Араши стояла на пороге с заветным мечом, обнажать который, к моему великому облегчению, она не стала. Но всем своим видом она демонстрировала полную готовность вступить в схватку. И как ни странно, этого хватило, чтобы гости держались во дворе.
Хотя на дом оба поглядывали с жадностью.
— Кто вы, — я шла неторопливо, как и подобает благородной госпоже, — и что вам нужно в доме моем?
Мой голос, благо воспитанию, звучал ровно и отстраненно.
— А ты кто такая?
Старший покачнулся.
Кажется, он все еще был пьян или… нос мой учуял характерный сладковатый аромат опиумного зелья.
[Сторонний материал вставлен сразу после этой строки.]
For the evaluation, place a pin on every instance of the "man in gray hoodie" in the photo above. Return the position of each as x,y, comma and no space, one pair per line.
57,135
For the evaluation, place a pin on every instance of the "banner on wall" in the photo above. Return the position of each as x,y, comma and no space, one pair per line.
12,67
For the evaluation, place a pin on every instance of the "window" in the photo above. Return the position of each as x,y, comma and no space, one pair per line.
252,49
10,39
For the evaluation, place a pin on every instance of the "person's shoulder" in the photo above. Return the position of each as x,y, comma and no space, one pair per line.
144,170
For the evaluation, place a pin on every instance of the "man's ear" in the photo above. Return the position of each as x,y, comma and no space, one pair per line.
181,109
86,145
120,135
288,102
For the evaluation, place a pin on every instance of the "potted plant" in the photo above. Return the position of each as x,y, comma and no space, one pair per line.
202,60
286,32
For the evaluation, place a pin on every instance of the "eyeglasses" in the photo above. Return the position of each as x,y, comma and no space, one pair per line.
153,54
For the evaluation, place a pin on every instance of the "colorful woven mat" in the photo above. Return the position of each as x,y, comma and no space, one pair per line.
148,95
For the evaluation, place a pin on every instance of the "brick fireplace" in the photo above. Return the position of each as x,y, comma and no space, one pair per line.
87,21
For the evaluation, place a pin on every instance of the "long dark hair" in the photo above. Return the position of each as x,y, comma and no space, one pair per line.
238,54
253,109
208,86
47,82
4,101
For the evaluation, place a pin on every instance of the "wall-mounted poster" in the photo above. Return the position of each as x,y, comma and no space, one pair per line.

Если так, то все будет немного сложнее. Пьяные и наркоманы не способны прислушаться к доводам рассудка. А палки… палки у меня были в отличие от умения ими пользоваться.
— Я Иоко, хозяйка этого дома, — сказала я, стараясь, чтобы голос мой звучал ровно.
— А… — потянул старший, утыкая палку в землю, он опирался на нее, словно на трость, и покачивался. — Значит, это ты…
Он явно хотел что-то добавить, но слова потерялись. И он стоял, покачивался, шевелил бровями, пытаясь казаться одновременно и грозным, и задумчивым, но был всего-навсего смешон.
— Это я, — согласилась я. — Я — большей частью всегда я… а вы — это вы… и могу я узнать, что привело двух достойных юношей в скромную нашу обитель?
Юноши икнули.
Переглянулись.
— Ты должна отдать нам деньги.
— Какие?
— Эта старая шлюха их украла!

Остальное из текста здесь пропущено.